[18] Pengkhianat

269 76 104
                                    

SEMUA menjadi hancur seperti serpihan kaca yang tidak bisa disempurnakan. Taeyong terdiam beberapa saat mendengar dan melihat sendiri sebesar dan seberbahaya apa saat Claire melepaskan seluruh kekuatannya yang tidak terkontrol.

"Pembunuhan satu minggu yang lalu, dua mayat penduduk desa Ashlan dibunuh oleh Morgy. Dan dalam waktu seminggu juga kita menemukan berpuluhan mayat penduduk desa lainya di hutan. Ini terulang lagi."

Ini terulang lagi. Tiga kata itu berhasil menarik kembali ingatan Taeyong dengan kejadian Anne.

Taeyong mengepalkan tangannya. Tidak menginginkan sesuatu yang buruk terjadi pada Claire.

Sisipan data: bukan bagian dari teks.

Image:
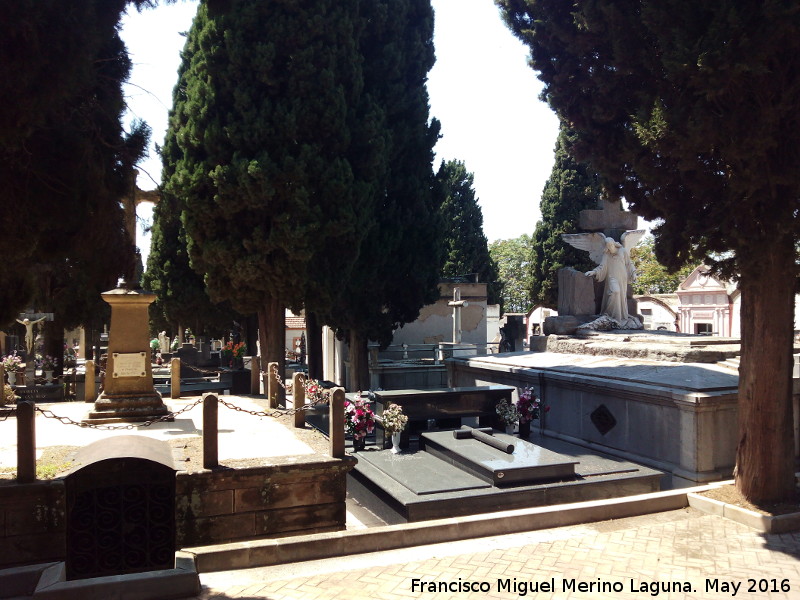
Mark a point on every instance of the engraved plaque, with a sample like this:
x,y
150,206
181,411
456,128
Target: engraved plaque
x,y
130,365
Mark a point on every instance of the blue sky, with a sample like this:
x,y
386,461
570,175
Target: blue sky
x,y
481,89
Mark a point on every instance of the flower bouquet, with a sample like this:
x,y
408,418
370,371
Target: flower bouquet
x,y
49,363
11,363
359,420
394,421
507,413
528,406
232,354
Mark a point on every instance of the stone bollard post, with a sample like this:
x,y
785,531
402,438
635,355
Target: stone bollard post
x,y
255,375
89,390
175,378
298,399
26,442
272,385
210,431
336,423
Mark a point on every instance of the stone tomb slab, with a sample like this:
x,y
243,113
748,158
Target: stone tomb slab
x,y
528,463
423,473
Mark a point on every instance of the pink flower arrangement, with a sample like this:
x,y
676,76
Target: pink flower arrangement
x,y
529,406
359,420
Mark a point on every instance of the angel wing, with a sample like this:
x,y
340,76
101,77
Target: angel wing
x,y
631,237
593,243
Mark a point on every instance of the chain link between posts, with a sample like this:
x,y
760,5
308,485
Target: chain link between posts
x,y
278,413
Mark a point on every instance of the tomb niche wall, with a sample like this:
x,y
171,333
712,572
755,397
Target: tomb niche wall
x,y
211,507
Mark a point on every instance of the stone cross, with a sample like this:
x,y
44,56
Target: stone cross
x,y
457,303
609,218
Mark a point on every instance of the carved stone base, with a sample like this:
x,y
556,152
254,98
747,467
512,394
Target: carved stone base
x,y
124,408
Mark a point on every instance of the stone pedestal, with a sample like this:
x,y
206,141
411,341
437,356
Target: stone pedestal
x,y
128,394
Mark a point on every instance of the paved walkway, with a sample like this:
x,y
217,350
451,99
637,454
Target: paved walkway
x,y
695,555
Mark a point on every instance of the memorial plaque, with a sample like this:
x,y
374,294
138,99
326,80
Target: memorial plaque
x,y
130,365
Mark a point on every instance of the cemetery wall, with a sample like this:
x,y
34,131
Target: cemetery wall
x,y
212,507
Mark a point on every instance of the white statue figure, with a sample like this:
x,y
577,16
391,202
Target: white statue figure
x,y
614,266
29,333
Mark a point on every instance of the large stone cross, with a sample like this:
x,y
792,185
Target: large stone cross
x,y
610,219
457,303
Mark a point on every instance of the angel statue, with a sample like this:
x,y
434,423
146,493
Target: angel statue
x,y
614,266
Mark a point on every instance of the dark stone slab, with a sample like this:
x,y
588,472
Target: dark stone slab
x,y
528,463
423,473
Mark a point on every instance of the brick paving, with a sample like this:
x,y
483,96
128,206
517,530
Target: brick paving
x,y
703,556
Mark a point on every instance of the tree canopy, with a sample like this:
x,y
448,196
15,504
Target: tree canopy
x,y
513,259
65,159
398,268
689,111
571,188
466,248
651,276
272,125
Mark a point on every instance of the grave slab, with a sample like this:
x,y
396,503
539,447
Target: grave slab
x,y
528,463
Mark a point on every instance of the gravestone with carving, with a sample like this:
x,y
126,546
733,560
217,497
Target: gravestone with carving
x,y
128,394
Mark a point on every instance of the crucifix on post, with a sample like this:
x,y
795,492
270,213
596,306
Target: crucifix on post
x,y
457,303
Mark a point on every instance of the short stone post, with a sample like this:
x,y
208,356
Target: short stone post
x,y
336,423
89,391
210,431
255,375
272,384
299,399
26,442
175,378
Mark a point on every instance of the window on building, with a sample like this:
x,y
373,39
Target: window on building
x,y
702,328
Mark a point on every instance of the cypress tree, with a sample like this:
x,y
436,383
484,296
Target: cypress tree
x,y
398,267
65,159
264,120
466,248
689,111
570,189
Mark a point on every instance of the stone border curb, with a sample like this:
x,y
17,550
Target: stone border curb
x,y
755,520
274,551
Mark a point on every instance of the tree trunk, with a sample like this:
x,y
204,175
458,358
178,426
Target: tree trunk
x,y
314,346
765,454
272,334
358,376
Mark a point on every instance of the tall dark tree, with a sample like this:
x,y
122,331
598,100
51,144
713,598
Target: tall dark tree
x,y
689,111
398,268
571,188
182,299
65,158
466,248
267,116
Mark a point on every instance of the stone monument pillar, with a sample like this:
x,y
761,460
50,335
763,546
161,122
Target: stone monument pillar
x,y
457,304
128,394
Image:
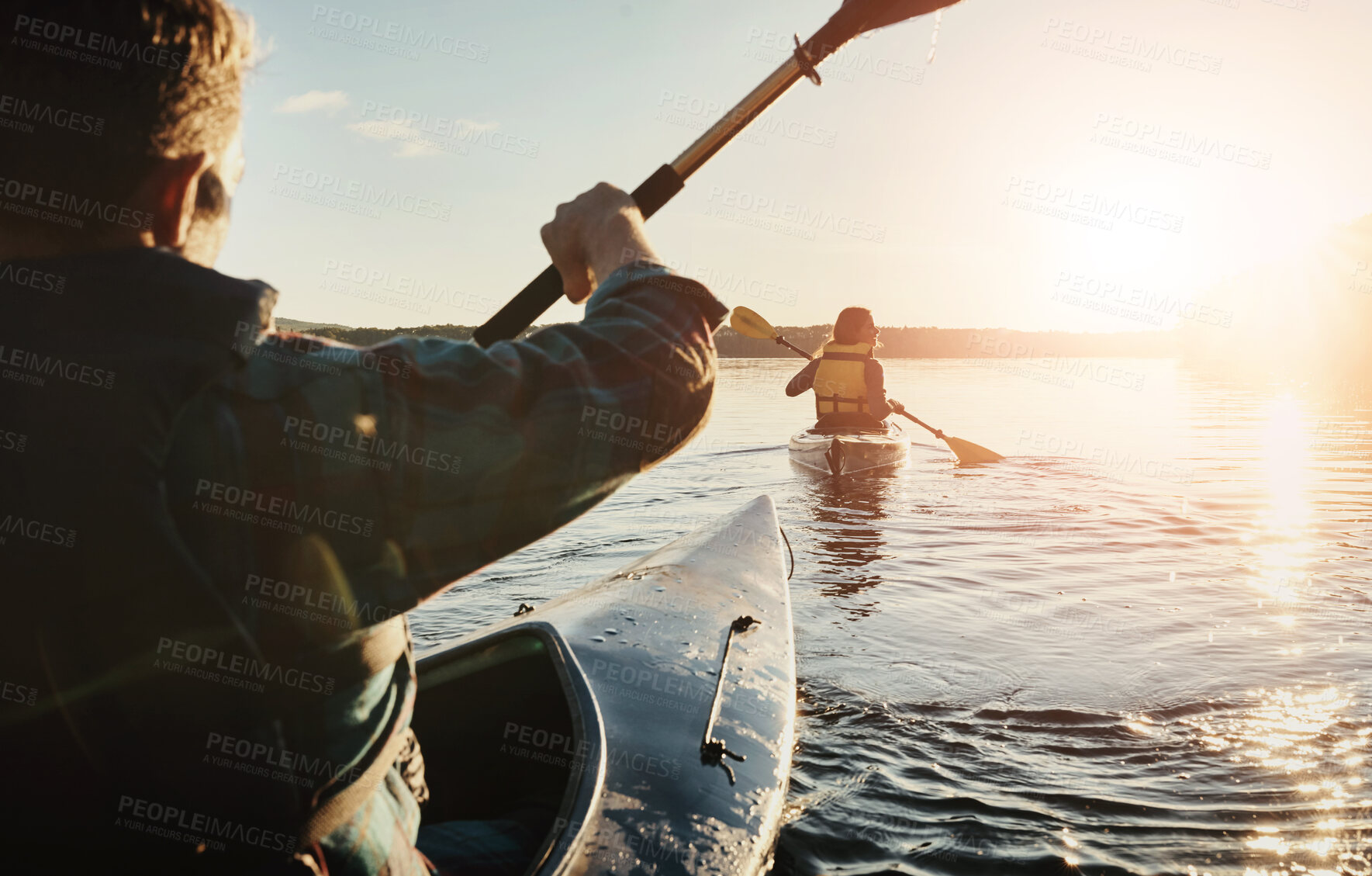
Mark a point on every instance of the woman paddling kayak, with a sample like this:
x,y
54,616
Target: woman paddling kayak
x,y
848,381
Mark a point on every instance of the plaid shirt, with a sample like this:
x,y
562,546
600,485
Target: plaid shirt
x,y
330,489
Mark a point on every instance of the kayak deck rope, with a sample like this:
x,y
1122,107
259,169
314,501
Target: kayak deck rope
x,y
788,551
712,751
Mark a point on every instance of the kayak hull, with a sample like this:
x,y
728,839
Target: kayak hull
x,y
638,656
844,452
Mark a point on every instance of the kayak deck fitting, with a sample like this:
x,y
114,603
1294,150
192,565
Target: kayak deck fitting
x,y
648,717
844,451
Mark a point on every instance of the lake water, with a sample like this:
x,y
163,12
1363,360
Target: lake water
x,y
1142,644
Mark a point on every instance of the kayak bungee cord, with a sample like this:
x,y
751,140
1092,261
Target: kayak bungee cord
x,y
712,751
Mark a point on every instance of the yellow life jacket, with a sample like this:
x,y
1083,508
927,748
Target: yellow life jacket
x,y
842,378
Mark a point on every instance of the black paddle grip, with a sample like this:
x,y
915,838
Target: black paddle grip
x,y
546,287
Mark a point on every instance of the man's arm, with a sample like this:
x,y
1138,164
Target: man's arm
x,y
544,428
804,381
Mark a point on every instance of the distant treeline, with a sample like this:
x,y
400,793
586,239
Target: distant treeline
x,y
929,342
917,342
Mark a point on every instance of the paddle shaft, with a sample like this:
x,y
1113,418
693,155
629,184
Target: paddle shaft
x,y
670,178
935,431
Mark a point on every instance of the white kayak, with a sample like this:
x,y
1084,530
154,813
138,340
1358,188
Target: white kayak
x,y
649,715
844,451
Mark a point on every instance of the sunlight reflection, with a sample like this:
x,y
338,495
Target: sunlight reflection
x,y
1306,735
1283,542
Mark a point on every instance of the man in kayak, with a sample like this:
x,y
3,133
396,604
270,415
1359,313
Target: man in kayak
x,y
848,381
212,530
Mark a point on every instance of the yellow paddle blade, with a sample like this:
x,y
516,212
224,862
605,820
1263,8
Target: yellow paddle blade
x,y
968,452
748,323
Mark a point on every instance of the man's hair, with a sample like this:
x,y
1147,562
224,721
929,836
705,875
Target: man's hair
x,y
96,91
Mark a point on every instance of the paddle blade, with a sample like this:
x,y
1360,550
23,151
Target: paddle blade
x,y
968,452
749,323
883,12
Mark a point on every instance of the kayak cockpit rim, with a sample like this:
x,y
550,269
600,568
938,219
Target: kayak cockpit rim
x,y
451,663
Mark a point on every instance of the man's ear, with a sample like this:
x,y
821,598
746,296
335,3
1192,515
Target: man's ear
x,y
169,191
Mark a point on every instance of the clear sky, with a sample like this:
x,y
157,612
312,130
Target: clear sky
x,y
1050,149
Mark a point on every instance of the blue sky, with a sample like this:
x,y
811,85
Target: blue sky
x,y
1051,146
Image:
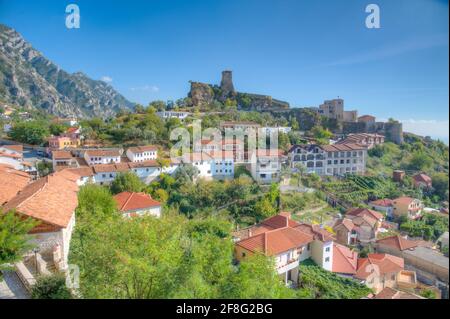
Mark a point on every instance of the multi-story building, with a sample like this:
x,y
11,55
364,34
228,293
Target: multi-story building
x,y
407,206
369,140
240,126
329,159
334,109
63,142
288,242
102,156
265,165
142,153
173,114
132,204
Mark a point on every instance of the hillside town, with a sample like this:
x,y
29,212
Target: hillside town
x,y
322,200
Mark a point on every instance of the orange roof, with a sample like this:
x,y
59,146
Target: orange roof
x,y
347,223
61,155
3,154
424,178
365,212
404,200
398,242
15,148
81,171
276,241
345,260
11,182
51,199
129,201
141,149
342,147
382,202
380,263
389,293
103,153
316,231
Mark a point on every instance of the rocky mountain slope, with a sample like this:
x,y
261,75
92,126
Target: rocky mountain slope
x,y
30,80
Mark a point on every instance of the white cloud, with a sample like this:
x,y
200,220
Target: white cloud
x,y
106,79
146,88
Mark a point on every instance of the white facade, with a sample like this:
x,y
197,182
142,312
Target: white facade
x,y
279,129
92,159
323,161
265,169
56,243
150,211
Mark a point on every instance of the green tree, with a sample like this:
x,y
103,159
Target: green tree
x,y
32,132
256,279
13,237
51,287
420,161
128,182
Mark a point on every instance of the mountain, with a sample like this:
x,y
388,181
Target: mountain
x,y
30,80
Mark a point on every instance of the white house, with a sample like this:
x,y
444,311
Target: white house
x,y
265,165
142,153
173,114
51,201
95,157
133,204
383,205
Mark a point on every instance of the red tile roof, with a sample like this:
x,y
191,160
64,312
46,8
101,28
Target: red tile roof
x,y
404,200
389,293
345,260
422,178
15,148
104,153
364,212
51,199
61,155
276,241
316,231
141,149
380,263
343,147
129,201
382,202
398,242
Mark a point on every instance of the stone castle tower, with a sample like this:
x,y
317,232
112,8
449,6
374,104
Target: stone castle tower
x,y
226,85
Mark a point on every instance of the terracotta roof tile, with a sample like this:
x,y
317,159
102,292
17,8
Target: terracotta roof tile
x,y
276,241
51,199
382,263
11,182
364,212
128,201
141,149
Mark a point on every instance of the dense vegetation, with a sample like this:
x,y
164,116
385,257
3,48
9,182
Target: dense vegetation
x,y
415,155
430,226
13,237
317,283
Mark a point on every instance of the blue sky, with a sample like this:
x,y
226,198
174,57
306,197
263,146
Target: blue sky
x,y
299,51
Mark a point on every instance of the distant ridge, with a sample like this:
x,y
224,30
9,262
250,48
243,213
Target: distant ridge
x,y
30,80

"Mark dan Claire?" tanyanya.

Doyoung menggeleng kecil. Taeyong menghela nafas.

Ini tidak bisa diterima.

Taeyong pergi begitu saja meninggalkan ruangan kerjanya. Tanpa mengucapkan sepatah katapun.

Doyoung menatap kasihan sahabatnya itu. Ia tahu, selama seminggu penuh Taeyong dibebankan laporan dari setiap petinggi divisi tentang pembunuhan tersebut. Bahkan sekarang keadaan desa menjadi sepi. Tidak ada yang berani keluar dari rumah.

Doyoung, pemimpin divisi ketiga. Orang yang paling diandalkan oleh Taeyong. Berbicara cukup tajam dan fakta jika salah satu dari anggotanya tidak becus dalam melaksanakan tugas tapi juga memiliki perhatian penuh untuk anggotanya.

***

Disetiap langkahnya harapan dalam hati ia ucapkan. Berharap saat ia membuka daun pintu ini, sosok yang ingin ia lihat telah bangun dari tidur panjangnya. Sosok yang sangat ia butuhkan.

Pintu terbuka.

Menatap pemandangan dari luar sudah menjadi kebiasaan untuk dia. Tidak perlu dikatakan seberapa indah dan cantik dia berdiri dengan gaun tidur berwarna putih. Tangan memegang secangkir teh hangat.

Tertegun.

Merasakan sepasang tangan mengunci pinggangnya. Deru nafas hangat menerpa kulitnya. Berakhir bahunya terasa berat saat dagu itu mendarat dengan nyaman.

Dari jendela dapat dia lihat sosok pria itu. Menutup matanya, menikmati pelukan.

"Lee Taeyong."

"Sebentar saja."

Suara bariton memegang kendali. Tidak bisa berbuat apapun.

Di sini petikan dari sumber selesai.